Agriculture Secretary Mike Johanns:

“On Dec. 29, 2004, USDA released a final rule that establishes criteria for geographic regions to be recognized as presenting minimal risk of introducing BSE into the United States.  It places Canada in the minimal-risk category, and defines the requirements that must be met for the import of certain ruminants and ruminant products from Canada.  A minimal-risk region can include a region in which BSE-infected animals have been diagnosed, but where sufficient risk-mitigation measures have been put in place to make the introduction of BSE into the United States unlikely.

“Our ongoing investigations into the recent finds of BSE in Canada in animals over 30 months are not complete.  Therefore, I feel it is prudent to delay the effective date for allowing imports of meat from animals 30 months and over. 

“This action also addresses concerns over the portion of the minimal-risk rule that would reopen the Canadian border for beef from animals 30 months and over, while keeping it closed for imports of older live cattle for processing in the United States.  Some have suggested that this part of the rule does not reflect the evidence that beef from animals 30 months and over processed in Canada has the same risk profile as beef from Canadian animals 30 months and over processed in the United States.

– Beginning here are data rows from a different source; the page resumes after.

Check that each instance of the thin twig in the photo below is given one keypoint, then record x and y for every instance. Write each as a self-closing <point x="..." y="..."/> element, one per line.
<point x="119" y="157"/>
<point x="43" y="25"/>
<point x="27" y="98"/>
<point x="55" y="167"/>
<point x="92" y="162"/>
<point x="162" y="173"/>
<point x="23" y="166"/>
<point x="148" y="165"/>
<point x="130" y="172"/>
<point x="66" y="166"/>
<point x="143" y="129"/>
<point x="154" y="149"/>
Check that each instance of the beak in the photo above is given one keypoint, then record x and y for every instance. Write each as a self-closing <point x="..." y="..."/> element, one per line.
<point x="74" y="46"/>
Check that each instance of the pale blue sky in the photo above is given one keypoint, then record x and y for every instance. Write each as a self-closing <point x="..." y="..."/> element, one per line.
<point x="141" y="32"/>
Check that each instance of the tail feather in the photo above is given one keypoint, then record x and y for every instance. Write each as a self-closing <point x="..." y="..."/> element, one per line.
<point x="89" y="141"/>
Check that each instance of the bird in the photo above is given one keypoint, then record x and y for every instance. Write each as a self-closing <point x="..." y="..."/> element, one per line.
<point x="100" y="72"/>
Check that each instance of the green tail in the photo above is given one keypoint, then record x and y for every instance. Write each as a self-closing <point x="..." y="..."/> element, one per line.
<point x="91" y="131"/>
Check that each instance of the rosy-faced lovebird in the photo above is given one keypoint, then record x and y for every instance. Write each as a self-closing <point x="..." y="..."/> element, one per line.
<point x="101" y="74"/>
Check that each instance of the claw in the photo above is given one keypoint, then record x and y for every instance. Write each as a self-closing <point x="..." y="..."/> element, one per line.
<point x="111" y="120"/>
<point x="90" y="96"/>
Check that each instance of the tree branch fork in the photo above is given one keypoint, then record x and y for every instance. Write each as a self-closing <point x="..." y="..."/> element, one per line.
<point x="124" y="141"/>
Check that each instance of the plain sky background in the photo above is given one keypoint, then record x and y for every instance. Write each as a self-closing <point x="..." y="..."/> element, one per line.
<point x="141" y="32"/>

“At the same time, I am asking U.S. officials to move forward in consideration and development of a plan to allow imports of animals 30 months and older for slaughter as well as beef from over 30-month animals as the next step in resuming full trade with Canada.  As always, decisions will be made based on the latest scientific information and with the protection of public and animal health the highest priority.

“We remain very confident that the combination of the rule’s requirements, in addition to the animal and public health measures that Canada has in place to prevent the spread of BSE, along with the extensive U.S. regulatory food-safety and animal-health systems, provide the protection to U.S. consumers and livestock.   The removal of Specified Risk Materials is the most effective barrier to protect consumers, and therefore the rest of the rule will proceed as announced.”